Таким образом, речи дейпнософистов находятся в парадоксальных отношениях с самим аргументом. Говорить о еде — значит устанавливать связи гомологии между речью и едой, связи мимезиса. Застольная беседа Афинея похожа на исполнение дегустационного сеанса для гурманов: слова смакуются, как смакуются блюда. Так, говорить о рыбе — значит «ихтиологизировать» (7.308d; 8.360d). Говорить об инжире — значит «сикологизировать» (3.79a), говорить о вине — значит «ойнологизировать» (2.40f) и жадно поглощать названия вин (там же; laphуssein — глагол, используемый для собак, львов или хищных птиц). «Держать у себя на языке» сицилийскую мурену, других угрей, кишки пахинского тунца, детей Мелоса и многое другое — значит владеть гастрономическими темами и уметь вставлять их в разговор на пиру, как тот Харм из Сиракуз, который перед ужином заполнял свою память цитатами (1.4a-d). «Я прошу тебя, — говорит Ульпиан, — не отказывать мне в объяснении, что такое «бычья вода»; я жажду таких выражений». Кинулк ответил: «Тогда я выпью с тобой — он сказал — чашу дружбы, раз ты жаждешь слов» (3.122e-f). Даже Ларенсий следует примеру Ульпиана и предлагает компании вопрос, «поскольку мы питаем себя расспросами» (9.398b).
Конечно, эти постоянно прерываемые пиры, эти блюда, которые остывают во время долгих и заученных рассуждений, способствуют рассеиванию комических сцен по всему тексту. Подобно обедам в комедии, гостям Ларенсия нравятся «кушанья, о которых говорят комические поэты: вместо того чтобы быть деликатесом для вкуса, они доставляют большое удовольствие слушателю» (9.402d). По крайней мере, для читателя все обстоит именно так. Однако даже в этой игре нельзя не увидеть признаки напряжения: Афиней делает проблематичным свое нарушение одного из традиционных правил литературного жанра симпосия, где едят молча, а потом разговаривают, попивая вино. Есть и говорить одновременно, говорить о еде и кухне за столом — это парадоксальный проект, который вставляется между двумя противоположными позициями Ульпиана и Кинулка: говорить, не едя, или есть, не говоря — такова дилемма, которая питает разговор. Возможно, в «Дейпнософистах» речь идет о понятии удовольствия: это понятие объясняется через философские доктрины, иллюстрируется забавными анекдотами, проблематизируется в характеристике его отклонений и излишеств (trуphē, opsophagia), политизируется через подчеркивание его связей с эллинистическими монархиями. Но какого рода удовольствие преследуется в кругу Ларенсия? Существует форма дистанции и сдержанности по отношению к общественному развлечению, симпосию, который предлагает структурирующую рамку, поле для исследования, регулярно опосредованное через язык, память, слова и книги. Пир Ларенсия — это одновременно и социальный ритуал, и лаборатория, в которой предметы, блюда, жесты и слова наблюдаются с позиции критической дистанции и с помощью сложной аппаратуры. В доме Ларенсия столовая неотличима от библиотеки.

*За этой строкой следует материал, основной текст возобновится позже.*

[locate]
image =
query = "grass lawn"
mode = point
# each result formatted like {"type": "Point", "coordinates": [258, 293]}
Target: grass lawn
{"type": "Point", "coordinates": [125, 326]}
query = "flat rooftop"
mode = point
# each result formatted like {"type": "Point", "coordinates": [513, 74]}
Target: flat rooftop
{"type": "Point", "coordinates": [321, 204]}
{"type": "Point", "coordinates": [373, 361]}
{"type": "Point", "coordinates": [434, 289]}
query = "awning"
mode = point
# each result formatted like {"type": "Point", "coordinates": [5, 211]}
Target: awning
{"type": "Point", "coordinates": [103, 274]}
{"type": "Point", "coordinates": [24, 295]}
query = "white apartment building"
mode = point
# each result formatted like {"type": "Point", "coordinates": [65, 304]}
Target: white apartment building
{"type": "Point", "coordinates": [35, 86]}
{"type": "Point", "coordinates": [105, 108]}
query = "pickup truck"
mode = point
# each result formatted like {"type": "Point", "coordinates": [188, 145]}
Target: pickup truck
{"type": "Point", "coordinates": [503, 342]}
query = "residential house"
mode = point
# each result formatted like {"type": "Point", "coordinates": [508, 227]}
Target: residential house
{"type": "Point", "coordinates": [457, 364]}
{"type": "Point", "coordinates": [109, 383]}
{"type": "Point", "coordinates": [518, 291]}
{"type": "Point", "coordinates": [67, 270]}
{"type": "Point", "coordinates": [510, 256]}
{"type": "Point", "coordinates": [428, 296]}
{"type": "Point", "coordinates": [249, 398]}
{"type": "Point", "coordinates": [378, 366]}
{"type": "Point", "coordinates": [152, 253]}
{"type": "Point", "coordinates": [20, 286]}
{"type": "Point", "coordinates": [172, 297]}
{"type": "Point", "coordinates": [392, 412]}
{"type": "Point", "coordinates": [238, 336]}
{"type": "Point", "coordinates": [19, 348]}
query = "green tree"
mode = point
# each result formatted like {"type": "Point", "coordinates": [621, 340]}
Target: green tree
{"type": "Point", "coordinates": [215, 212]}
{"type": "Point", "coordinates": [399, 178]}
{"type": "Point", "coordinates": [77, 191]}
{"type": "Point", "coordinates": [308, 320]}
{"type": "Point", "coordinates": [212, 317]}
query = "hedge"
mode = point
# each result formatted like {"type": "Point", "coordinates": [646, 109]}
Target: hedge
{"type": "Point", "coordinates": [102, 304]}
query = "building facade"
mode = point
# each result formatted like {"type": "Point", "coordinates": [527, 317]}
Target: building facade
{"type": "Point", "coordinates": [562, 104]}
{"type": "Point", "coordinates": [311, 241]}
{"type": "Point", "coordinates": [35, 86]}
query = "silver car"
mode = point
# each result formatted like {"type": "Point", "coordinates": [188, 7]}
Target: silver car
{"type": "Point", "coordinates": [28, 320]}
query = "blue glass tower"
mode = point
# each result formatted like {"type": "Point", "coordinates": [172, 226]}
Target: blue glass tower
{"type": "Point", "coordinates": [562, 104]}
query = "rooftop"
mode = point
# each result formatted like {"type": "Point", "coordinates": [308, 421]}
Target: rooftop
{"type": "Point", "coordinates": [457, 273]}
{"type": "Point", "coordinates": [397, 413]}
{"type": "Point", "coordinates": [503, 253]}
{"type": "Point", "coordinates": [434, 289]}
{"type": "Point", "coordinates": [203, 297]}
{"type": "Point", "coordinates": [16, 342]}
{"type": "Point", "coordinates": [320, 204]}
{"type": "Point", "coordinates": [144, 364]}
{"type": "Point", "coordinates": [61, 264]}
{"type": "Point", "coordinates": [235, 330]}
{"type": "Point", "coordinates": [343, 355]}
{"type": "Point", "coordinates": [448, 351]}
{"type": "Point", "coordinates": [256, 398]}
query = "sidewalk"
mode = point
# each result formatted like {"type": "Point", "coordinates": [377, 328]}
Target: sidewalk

Читатель уже понял: пиры Ларенсия — это не Cena Trimalchionis: здесь нет никаких барочных излишеств, кроме как в области языка и эрудиции. Длинная процессия знаменитых гетер не приносит с собой удовольствия Эроса. Буффонады и другие представления, введенные Ларенсием, не вносят комических интерлюдий: это не более чем темы для разговоров, где смех вызывают цитаты, а не само развлечение (14.613c-d). Флейтисты и венки, вино и сколии не являются прелюдией к комосу — в лучшем случае они вызывают легкое опьянение Кинулка.